As expected, Supreme Court Justice John Paul Stevens, the court's oldest and most liberal member, has announced his retirement. (Analysts had been expecting Stevens's retirement since last fall after he only hired one clerk.) In announcing his retirement today—just 11 days before his 90th birthday—Stevens said he hoped his successor is confirmed "well in advance of the commencement of the court's next term.'' He will step down when the court finishes its session in June or July. (Here's a pdf of Stevens's short letter to Obama announcing the retirement; it begins "My dear Mr. President.")

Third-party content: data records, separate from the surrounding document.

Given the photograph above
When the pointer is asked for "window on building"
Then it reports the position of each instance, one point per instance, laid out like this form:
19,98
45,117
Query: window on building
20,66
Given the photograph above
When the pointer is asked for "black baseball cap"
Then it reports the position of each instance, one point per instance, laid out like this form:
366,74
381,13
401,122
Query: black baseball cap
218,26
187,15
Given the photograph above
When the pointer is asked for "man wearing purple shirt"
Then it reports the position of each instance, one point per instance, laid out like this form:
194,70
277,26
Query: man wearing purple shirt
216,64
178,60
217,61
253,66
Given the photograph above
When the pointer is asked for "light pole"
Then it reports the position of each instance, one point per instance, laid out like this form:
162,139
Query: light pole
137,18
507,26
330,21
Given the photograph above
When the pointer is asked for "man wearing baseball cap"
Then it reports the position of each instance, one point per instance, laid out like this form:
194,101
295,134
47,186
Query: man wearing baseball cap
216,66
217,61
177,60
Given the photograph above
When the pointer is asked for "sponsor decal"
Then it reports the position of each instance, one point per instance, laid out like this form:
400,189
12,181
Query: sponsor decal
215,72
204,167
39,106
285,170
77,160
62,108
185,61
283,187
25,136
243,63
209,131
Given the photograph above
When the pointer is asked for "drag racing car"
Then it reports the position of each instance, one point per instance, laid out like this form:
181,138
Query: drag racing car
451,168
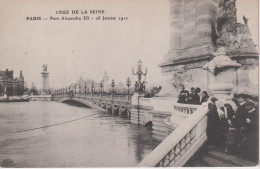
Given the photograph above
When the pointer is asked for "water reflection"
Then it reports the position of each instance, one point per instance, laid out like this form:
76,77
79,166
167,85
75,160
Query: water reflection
99,140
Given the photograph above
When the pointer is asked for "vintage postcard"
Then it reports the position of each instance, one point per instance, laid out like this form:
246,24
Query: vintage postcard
129,83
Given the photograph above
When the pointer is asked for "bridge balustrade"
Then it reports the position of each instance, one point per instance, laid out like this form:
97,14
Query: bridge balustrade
183,142
182,112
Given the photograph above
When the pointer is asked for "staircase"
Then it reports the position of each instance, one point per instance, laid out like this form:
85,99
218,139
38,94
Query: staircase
186,145
216,157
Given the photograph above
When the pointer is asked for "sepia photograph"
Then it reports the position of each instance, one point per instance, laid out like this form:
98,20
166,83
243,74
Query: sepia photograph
129,83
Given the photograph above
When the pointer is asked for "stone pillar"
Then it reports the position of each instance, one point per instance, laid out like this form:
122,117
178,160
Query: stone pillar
45,80
175,28
223,70
204,18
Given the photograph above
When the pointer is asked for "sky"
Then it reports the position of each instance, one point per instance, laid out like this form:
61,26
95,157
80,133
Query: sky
87,48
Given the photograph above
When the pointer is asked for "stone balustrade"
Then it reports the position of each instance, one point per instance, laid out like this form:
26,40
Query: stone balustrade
182,143
182,112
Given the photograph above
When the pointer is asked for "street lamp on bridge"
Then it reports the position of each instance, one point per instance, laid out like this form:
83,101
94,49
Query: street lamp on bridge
92,88
139,85
79,88
101,87
128,84
85,88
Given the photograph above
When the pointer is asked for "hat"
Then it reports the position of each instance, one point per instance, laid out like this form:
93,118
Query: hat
219,103
213,99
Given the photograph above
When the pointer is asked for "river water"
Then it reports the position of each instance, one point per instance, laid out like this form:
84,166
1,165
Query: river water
51,134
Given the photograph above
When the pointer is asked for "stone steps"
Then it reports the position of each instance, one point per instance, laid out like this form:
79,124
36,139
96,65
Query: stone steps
216,157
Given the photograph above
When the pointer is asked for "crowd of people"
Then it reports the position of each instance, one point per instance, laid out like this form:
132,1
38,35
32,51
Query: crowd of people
193,97
235,131
233,127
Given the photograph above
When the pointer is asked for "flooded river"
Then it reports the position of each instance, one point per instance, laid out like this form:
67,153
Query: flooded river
51,134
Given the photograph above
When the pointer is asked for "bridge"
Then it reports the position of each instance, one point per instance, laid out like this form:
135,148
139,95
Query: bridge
114,104
181,131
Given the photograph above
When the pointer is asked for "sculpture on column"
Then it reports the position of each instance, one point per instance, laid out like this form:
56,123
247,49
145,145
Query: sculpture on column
229,33
139,85
223,69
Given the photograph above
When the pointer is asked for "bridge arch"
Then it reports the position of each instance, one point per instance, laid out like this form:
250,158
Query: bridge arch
82,101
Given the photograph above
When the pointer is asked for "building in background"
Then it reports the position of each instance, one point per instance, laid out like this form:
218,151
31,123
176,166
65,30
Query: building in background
10,85
197,30
45,81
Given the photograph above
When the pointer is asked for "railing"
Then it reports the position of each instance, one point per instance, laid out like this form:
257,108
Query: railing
182,112
99,96
182,143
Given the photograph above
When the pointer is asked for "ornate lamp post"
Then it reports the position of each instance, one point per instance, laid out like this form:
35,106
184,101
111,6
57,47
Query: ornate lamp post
101,87
85,88
79,88
140,86
92,88
128,84
112,85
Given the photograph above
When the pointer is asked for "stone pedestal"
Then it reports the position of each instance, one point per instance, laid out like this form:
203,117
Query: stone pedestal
223,70
45,81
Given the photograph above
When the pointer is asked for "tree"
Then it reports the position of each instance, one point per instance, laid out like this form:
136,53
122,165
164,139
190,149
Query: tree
33,89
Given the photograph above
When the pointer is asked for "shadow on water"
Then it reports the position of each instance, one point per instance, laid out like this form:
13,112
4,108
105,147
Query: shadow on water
75,103
140,137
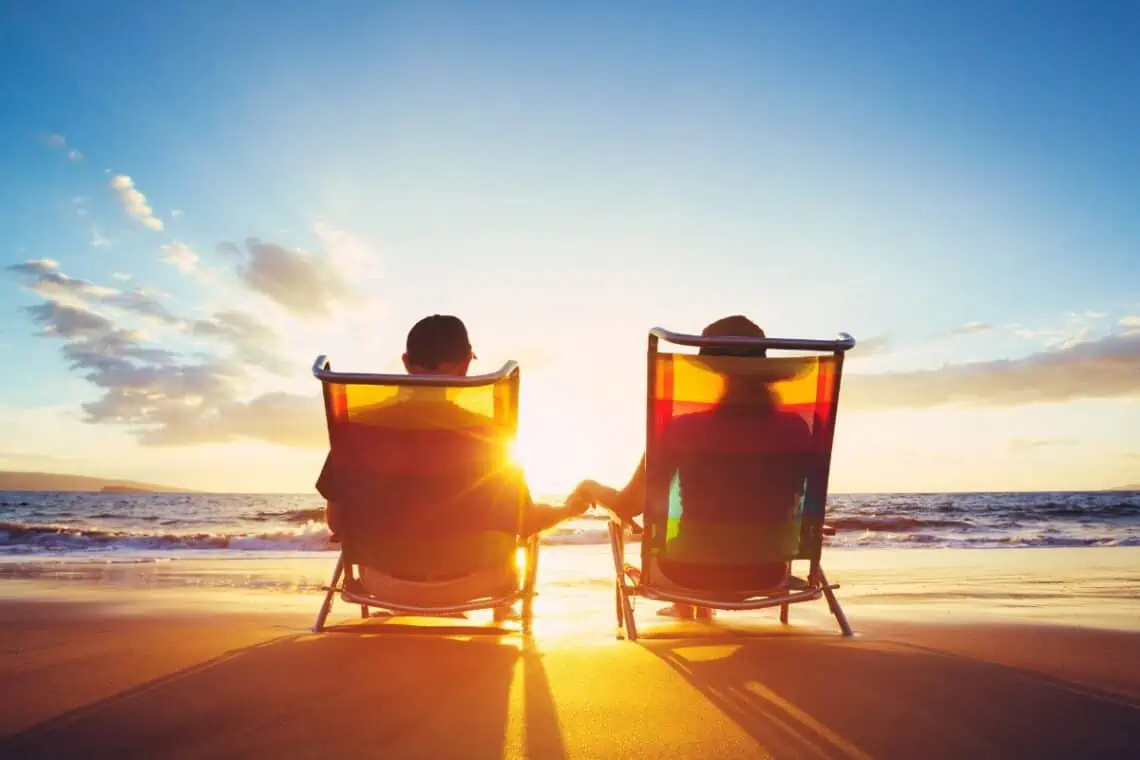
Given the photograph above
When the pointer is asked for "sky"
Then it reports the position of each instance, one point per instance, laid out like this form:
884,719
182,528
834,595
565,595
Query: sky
196,201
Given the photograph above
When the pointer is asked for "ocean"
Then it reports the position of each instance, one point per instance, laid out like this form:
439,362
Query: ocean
66,524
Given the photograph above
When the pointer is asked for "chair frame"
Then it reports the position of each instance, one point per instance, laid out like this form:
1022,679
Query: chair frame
524,590
628,578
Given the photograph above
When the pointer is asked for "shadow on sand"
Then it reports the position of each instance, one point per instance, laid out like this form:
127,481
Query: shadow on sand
801,694
367,689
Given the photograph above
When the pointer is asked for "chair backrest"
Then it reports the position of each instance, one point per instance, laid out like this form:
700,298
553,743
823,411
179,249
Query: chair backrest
423,455
738,450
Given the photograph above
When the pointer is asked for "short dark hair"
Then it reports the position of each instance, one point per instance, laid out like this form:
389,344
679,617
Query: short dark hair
735,326
437,340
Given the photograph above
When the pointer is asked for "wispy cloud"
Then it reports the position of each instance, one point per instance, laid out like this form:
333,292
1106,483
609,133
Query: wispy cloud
1107,367
306,284
1029,443
872,346
58,141
180,255
135,203
1077,328
165,398
972,328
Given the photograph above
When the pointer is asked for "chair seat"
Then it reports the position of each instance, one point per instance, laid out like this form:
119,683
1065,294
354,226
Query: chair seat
792,585
381,589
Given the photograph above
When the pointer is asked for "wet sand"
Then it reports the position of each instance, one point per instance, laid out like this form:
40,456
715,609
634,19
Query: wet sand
159,670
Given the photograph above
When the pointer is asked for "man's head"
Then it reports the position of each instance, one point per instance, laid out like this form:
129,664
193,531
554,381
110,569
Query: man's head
438,345
735,326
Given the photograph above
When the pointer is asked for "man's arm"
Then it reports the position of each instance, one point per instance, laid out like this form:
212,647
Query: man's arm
627,503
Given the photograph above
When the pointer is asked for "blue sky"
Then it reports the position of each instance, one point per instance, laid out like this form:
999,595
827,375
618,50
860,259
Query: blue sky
954,185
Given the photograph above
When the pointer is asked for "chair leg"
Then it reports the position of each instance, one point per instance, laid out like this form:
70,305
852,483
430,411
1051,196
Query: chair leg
529,583
625,614
327,605
833,605
627,609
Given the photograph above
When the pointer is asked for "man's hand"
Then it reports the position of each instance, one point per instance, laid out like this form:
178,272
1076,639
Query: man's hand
578,503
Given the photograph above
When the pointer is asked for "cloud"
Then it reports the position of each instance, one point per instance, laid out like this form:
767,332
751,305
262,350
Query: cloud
308,285
1079,327
135,202
972,328
253,341
161,395
50,284
58,141
1029,443
1108,367
180,255
67,321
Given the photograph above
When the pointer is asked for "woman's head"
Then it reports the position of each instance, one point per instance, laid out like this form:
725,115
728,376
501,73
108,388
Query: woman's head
735,326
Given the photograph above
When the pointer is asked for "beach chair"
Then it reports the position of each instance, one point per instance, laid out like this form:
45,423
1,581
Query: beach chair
738,451
425,451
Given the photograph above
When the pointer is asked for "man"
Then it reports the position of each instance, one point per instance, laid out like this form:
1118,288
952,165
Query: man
767,483
431,528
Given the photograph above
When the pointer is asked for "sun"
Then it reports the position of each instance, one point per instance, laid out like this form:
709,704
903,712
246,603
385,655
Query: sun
552,462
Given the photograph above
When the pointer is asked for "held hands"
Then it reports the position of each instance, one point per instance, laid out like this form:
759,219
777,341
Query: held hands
579,500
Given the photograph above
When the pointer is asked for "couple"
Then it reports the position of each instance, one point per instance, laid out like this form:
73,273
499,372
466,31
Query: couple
439,345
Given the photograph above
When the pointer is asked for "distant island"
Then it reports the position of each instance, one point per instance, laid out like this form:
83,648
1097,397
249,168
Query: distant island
14,481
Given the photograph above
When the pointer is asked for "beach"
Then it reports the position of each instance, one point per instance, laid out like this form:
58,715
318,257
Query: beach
958,653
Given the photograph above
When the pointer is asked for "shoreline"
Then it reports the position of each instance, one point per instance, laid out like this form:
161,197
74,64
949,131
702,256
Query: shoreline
1086,587
154,676
957,653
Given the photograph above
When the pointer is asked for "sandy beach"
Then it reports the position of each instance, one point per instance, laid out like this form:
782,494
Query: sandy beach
951,660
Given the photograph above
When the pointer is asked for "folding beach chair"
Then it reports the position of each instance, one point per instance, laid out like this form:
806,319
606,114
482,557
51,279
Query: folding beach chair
738,451
425,452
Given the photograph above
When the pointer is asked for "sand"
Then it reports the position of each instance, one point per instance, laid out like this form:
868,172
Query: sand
939,669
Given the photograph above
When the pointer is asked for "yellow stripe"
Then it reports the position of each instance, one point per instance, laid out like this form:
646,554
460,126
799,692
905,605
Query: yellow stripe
808,721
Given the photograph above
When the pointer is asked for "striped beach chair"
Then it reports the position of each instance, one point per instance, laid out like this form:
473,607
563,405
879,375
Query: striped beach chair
738,452
424,454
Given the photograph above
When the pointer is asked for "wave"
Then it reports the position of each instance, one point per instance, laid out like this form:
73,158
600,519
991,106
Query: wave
893,524
310,537
292,515
852,532
25,538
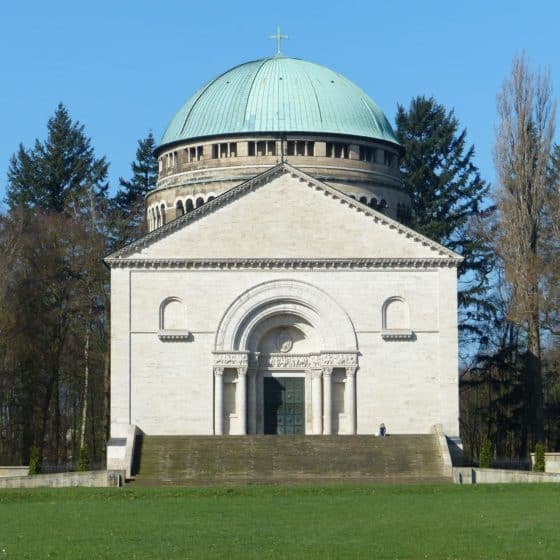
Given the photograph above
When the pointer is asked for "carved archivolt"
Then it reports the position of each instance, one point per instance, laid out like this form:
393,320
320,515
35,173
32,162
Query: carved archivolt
289,297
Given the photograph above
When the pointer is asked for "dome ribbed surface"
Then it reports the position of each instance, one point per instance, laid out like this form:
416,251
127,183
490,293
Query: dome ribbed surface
279,94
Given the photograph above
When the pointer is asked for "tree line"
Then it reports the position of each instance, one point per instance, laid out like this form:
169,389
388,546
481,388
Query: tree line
60,221
54,292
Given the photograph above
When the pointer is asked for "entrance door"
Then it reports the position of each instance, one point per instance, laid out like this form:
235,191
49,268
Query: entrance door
284,405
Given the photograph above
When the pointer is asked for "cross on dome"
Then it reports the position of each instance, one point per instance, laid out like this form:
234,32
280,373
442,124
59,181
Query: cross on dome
278,36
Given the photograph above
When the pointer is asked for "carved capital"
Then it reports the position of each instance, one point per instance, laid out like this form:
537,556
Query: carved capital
231,359
339,359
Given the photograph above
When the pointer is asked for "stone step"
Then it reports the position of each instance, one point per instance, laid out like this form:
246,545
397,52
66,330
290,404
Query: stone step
188,460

Among nominees rumored to be under consideration are Solicitor General Elena Kagan and several appeals court judges, including Diane Wood and Merrick Garland, the Times reports. Though his replacement will no doubt be liberal, the AP points out that whoever fills his seat will be hard pressed to match Stevens's knack for finessing a swing vote from justices like Anthony M. Kennedy. Stevens, a WWII veteran who considered himself a Republican when nominated by President Gerald Ford in 1975, was perceived by some as becoming increasingly liberal during the L'etat c'est moi Bush administration. In an excellent New Yorker profile last month, Jeffrey Toobin wrote:

Especially since Roberts took over as Chief Justice, Stevens has found himself confronting colleagues who have a very different approach—an aggressive, line-drawing conservatism that appears bent on remaking great swaths of Supreme Court precedent... In Bush v. Gore, Stevens framed his colleagues’ decision as an insult to the judicial role, one that could, he wrote, “only lend credence to the most cynical appraisal of the work of judges throughout the land.” In words that became better known than anything in the collectively written majority decision, he continued:

"Although we may never know with complete certainty the identity of the winner of this year’s Presidential election, the identity of the loser is perfectly clear. It is the Nation’s confidence in the judge as an impartial guardian of the rule of law."